CUARTO ACTO

 ANTONIO- Buenas tardes, Rafael

RAFAEL- Buenas tardes, Antonio. ¿Está usted bien en la casa de los Corrales?

ANTONIO- Sí, solo el problema del baño.

RAFAEL- Eso ya lo sabía usted desde el principio. Es una casa buena, pero sin baño en condiciones...

ANTONIO- Pagando un poco me baño en la casa de la vecina. 

RAFAEL- La gente de la ciudad se viene al campo...

ANTONIO- Es que es más barato y, de todas formas, a veces puedo ir a la ciudad en autobús

RAFAEL- ¿Usted no tiene familia?

ANTOIO- No, nadie a quien le importe...

RAFAEL- Algo malo habrá hecho usted...

ANTONIO- No crea. Solo que soy muy tonto y valgo poco.

RAFAEL- Si usted lo dice, así será.

ANTONIO- Hay que molestar lo menos posible.

RAFAEL- Eso es. Entonces ¿usted que hacía en la ciudad?
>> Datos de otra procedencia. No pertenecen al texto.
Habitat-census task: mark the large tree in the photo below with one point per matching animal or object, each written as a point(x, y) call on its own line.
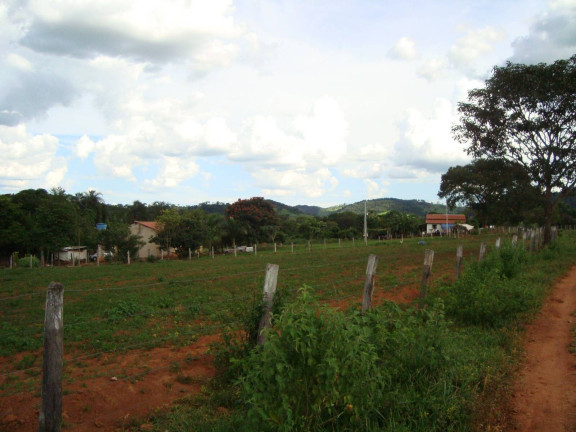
point(255, 213)
point(487, 186)
point(527, 114)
ANTONIO- Trabajé un tiempo, después viví con una pensión, pero se me metió el sobrino en la casa y al final me tuve que ir porque me hacía la vida imposible.

RAFAEL- Pero ¿cómo lo echó de su propia casa? ¿no fue usted a la policía?

ANTONIO- La casa era una herencia, Rafael. Él tenía tanto derecho como yo a vivir en ella.

RAFAEL- ¿Y entonces se vino aquí?

ANTONIO.- Estuve unos años viviendo en otra ciudad. Un hombre me ofreció una habitación por hacerle compañía.

RAFAEL- ¿Sí? ¿Estaba enfermo?

ANTONIO- Al principio no, pero luego enfermó y me echó porque quería personal sanitario especializado y yo no le servía.